Culture and Cognition

Since I am new to this blogging business I am trying it out by stating my most fundamental position about culture and cognition which explains my suspicion of much of the work done in this field. Culture and cognition are always inseparably combined. The processes of cognition and history, though analytically different, do not have a separate existence which can be recovered by ANY method whether developed in psychology or anthropology. The idea that one can obtain data that bypasses "culture" and gets to "nature" is futile. That work has to be done through theoretical reflection.

2 Comments

  • Lucien Dontask 22 December 2007 (00:00)

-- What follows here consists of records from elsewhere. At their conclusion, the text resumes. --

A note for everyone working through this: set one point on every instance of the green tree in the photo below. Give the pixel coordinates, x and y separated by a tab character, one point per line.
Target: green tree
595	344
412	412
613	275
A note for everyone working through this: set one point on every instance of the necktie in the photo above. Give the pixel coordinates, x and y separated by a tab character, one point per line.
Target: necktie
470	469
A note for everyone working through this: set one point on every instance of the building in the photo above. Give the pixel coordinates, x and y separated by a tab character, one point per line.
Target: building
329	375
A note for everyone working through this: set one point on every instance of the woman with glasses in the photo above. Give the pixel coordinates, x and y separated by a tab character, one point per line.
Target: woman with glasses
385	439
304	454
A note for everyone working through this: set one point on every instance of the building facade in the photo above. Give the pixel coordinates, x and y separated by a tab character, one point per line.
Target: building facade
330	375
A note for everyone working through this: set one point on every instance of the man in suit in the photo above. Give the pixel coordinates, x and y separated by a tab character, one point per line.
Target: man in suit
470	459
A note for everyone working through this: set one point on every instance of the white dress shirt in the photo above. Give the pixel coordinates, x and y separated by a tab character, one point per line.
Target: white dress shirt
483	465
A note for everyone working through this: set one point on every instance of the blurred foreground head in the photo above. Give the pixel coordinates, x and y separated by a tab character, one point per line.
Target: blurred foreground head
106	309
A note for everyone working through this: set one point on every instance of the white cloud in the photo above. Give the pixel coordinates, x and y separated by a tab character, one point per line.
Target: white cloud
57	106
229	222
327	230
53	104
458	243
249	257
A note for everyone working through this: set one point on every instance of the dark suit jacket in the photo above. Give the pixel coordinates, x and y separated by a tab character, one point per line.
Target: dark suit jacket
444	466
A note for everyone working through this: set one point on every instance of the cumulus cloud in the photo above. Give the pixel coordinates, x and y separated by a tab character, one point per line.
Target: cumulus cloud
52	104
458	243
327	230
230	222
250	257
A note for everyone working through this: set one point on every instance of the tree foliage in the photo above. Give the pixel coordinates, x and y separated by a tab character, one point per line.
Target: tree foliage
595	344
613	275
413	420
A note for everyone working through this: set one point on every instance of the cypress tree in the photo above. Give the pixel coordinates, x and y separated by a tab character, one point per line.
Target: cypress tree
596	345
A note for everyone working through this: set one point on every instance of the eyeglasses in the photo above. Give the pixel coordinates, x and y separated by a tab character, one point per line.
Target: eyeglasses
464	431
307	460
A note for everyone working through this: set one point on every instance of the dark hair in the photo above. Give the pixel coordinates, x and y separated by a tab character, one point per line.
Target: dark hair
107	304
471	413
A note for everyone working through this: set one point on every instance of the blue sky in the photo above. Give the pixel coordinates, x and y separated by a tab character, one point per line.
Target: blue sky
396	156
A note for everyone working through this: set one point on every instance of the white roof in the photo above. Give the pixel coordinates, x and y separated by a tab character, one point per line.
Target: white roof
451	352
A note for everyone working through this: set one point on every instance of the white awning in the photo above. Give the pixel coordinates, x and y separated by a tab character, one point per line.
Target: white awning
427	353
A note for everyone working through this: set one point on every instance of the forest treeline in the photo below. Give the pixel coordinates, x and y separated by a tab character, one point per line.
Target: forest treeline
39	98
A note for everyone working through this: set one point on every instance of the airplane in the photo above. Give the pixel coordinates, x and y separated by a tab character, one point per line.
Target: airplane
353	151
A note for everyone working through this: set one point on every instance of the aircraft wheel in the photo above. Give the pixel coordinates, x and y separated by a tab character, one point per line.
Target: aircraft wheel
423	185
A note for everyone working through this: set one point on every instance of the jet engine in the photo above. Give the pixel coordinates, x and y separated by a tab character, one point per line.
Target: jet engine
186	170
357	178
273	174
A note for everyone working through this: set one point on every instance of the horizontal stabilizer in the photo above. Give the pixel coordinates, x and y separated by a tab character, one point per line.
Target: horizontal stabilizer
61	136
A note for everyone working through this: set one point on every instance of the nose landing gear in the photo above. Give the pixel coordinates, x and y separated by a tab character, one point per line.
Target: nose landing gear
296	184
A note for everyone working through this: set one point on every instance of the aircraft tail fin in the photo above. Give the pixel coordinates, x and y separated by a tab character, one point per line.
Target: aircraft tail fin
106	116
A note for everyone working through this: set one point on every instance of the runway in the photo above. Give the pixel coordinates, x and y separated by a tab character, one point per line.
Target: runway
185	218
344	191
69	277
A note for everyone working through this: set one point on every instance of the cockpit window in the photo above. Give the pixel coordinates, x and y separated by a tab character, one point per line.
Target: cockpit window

    Surely, in the case of non-human animals, including (in principle if not in practice) ancient human ancestors or neonates, one can study cognition without culture. So, is there an age in development or a stage in human evolution beyond which studying cognition without culture is not just incomplete but just wrong?

  • Lucien Dontask 22 December 2007 (00:00)

    Your point of view can be interpreted in two different ways: 1) There is no way we can distinguish cognition from culture, so we should not even try (quoting you: ”cognition and history, though analytically different, do not have a seperate existence which can be recovered by ANY method”). 2) We should try to disentangle cognition and culture, but only in the armchair. So there is a method by which we can gain access to human nature, but it is not empirical (”That work has to be done through theoretical reflection”). I understand quite well why one would support point of view number 1, but I can’t say I feel the bite of number 2. Which one do you suppport, and, if it is number 2, why is cognition, as opposed to culture and history, accessible to theoretical workers alone?